Last summer, the Speaker, a Russian-language newspaper in Sacramento, urged readers to attend a massive anti-gay rally: "Make a choice. It's your decision," the paper stated. "Homosexuality is knocking on your doors and asking: 'Can I make your son gay and your daughter lesbian?'"

At that rally and others at the California Capitol, thousands of Russian-speaking teens crowded the halls of the Capitol building rotunda, wearing "Sodomy is a Sin" T-shirts. Scarf-wrapped babushkas held up signs that read, "Perversion is never safe" and "I am not learning about gay people" according to the Times article.

Dennis Mangers, a former California state assemblyman who is gay and who now lobbies for the cable communications industry, told the B.A.R. that when he and a group of community leaders met with Slavic community leaders following a violent picket of the 2006 Rainbow Festival, a prominent leader told him through an interpreter, "You all seem like nice people but you have to understand, we equate homosexuals with thieves, adulterers, and murderers. To us, you are an abomination."

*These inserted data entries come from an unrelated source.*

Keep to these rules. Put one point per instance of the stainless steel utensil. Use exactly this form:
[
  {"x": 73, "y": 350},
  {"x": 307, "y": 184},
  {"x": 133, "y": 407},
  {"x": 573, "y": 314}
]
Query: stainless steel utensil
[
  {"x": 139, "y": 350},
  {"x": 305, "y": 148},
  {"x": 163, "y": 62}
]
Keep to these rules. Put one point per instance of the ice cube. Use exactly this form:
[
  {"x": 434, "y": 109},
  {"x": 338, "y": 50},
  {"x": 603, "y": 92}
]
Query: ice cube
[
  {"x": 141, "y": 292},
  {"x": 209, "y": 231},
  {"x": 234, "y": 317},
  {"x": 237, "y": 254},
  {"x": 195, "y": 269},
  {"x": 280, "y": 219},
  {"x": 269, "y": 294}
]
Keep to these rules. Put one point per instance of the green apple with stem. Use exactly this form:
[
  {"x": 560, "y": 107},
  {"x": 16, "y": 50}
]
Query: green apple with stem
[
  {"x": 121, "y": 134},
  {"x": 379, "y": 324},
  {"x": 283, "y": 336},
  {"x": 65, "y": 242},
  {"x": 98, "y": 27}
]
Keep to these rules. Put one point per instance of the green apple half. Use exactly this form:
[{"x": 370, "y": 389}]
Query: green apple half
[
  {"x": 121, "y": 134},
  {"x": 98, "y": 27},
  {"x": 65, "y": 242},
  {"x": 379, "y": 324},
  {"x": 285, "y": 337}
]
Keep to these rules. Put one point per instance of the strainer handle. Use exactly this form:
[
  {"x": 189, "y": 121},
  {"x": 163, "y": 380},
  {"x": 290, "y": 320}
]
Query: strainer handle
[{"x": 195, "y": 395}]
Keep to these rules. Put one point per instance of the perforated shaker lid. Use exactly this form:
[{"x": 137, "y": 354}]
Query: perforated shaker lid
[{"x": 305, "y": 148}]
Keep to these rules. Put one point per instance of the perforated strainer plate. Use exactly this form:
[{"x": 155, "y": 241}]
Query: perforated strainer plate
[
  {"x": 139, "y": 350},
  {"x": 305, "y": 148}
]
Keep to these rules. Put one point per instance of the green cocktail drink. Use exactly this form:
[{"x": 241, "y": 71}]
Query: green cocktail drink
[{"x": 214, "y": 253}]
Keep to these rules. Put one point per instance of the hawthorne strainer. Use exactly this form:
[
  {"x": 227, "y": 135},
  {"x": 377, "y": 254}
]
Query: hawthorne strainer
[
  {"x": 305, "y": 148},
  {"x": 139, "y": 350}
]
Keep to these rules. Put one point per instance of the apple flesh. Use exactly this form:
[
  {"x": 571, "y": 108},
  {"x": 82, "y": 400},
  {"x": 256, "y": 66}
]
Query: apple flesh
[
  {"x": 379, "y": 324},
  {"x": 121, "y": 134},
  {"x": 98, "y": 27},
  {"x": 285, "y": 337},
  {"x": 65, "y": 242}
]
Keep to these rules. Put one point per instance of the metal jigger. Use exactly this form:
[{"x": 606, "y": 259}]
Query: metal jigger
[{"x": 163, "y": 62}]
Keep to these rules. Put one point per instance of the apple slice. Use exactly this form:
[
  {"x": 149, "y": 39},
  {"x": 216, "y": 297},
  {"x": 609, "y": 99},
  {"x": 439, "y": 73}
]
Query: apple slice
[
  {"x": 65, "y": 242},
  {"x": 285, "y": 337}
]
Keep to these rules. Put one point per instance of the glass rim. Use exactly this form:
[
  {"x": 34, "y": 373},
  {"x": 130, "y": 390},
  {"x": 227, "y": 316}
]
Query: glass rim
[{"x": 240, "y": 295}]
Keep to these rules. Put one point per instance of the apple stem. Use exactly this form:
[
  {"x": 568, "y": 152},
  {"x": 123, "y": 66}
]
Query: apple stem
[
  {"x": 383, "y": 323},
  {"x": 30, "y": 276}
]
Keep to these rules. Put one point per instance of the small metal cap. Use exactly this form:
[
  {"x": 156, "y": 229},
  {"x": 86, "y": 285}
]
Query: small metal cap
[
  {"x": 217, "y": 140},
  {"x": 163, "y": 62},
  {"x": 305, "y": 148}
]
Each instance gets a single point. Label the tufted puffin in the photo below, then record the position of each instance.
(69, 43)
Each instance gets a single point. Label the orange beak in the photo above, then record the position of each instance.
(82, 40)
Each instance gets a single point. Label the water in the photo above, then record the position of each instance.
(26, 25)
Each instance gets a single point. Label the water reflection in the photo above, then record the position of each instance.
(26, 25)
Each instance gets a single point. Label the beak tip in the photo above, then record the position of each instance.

Despite the barb aimed directly at Mangers and the other LGBT leaders present at that meeting, both sides agreed to schedule a second meeting. But before that meeting could take place, Singh was killed.

"After Singh's death we met with the sheriff, police chief, and district attorney and they all met with the Slavic community leaders and told them that [the LGBT community] here was a well-respected, contributing part of the Sacramento community and this sort of violence would not be tolerated," Mangers said.

"[The Slavic] community seems to have quieted down some," said Mangers. "A lot of that community is receiving social program benefits and others are beginning to get good paying jobs like cable installers, and I think they weren't prepared for the kind of response they got from the community."

Mangers believes that the LGBT community has been an easier target in the former Soviet bloc states than it's proven to be in Sacramento, Seattle, and the other traditionally liberal cities targeted by the Slavic evangelical movement.

"Gays and Lesbians are suffering violent attacks" in Eastern Europe, said Mangers, who believes the violence in Sacramento has been part of an international campaign orchestrated by evangelicals from Latvia, Russia, and the Ukraine.